Question

Complete the formal proof of (~Q→~R)v(R&~Q) from no premises. The empty premise line is not numbered. Hint: there are longer ways of doing the proof that require the 5-step plan in the middle somewhere, but we require to you find the shortcuts and do it in 11 lines.

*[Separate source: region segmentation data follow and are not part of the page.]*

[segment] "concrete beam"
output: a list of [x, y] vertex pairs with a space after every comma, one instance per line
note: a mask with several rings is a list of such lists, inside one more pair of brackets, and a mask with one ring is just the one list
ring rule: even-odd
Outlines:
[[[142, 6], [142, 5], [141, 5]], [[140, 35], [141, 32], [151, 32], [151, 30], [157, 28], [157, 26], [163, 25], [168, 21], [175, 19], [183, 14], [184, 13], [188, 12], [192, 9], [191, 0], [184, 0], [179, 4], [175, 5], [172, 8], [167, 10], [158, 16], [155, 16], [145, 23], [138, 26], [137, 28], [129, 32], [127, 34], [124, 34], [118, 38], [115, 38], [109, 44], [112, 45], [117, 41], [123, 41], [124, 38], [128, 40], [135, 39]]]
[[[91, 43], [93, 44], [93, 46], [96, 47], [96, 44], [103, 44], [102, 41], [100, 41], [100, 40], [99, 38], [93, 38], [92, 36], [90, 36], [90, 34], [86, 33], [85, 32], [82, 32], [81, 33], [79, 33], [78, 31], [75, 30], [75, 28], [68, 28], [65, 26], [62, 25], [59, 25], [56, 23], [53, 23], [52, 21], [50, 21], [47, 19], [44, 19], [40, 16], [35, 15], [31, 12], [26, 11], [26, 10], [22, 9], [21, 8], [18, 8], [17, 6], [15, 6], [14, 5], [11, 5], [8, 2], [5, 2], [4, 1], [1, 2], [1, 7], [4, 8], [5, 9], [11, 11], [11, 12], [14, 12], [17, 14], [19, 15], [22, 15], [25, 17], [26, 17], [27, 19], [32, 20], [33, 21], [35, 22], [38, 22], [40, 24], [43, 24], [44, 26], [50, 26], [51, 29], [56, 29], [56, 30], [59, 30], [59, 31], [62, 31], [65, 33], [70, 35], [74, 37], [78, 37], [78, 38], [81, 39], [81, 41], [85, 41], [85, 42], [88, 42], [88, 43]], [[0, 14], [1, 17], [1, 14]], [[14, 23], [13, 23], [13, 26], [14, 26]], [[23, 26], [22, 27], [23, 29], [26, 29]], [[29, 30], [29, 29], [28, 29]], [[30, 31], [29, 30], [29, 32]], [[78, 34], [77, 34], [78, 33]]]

Use -> for arrow, # for contradiction; justify subproof assumptions with Assume; always drop outer parentheses; no spaces in PROP.

Answer 1

To complete the formal proof of (~Q→~R)v(R&~Q) from no premises, you can use the disjunctive syllogism.

Step-by-step explanation:

To complete the formal proof of (~Q→~R)v(R&~Q) from no premises, you can use the disjunctive syllogism. Here's a step-by-step proof:

1. Assume ~(~Q→~R) as a subproof assumption.
2. Use disjunction introduction to derive (~Q→~R)v(R&~Q).
3. Assume ~(R&~Q) as a subproof assumption.
4. Use disjunction introduction to derive (~Q→~R)v(R&~Q).
5. Assume ~Q as a subproof assumption.
6. Use reductio ad absurdum on the assumption ~Q to derive Q.
7. Use conjunction introduction to derive (Q & ~Q).
8. Use contradiction elimination to derive ~(~Q→~R).
9. Use disjunction introduction to derive (~Q→~R)v(R&~Q).

Answer 2

The question requires constructing a formal proof of (~Q→~R)v(R&~Q) using logical principles like Reductio Ad Absurdum and disjunctive syllogisms, within an 11-line constraint and without any given premises.

Step-by-step explanation:

The student is asking for help in constructing a formal proof in propositional logic. This specific proof requires finding a concise argument path that arrives at the conclusion (~Q→~R)v(R&~Q) without any given premises, using only 11 lines. A hint suggests that finding shortcuts is essential, rather than using the longer 5-step plan typically associated with logical proofs. The proof likely employs logical principles such as Reductio Ad Absurdum (RAA), disjunctive syllogisms, and rules for introducing and eliminating logical operators.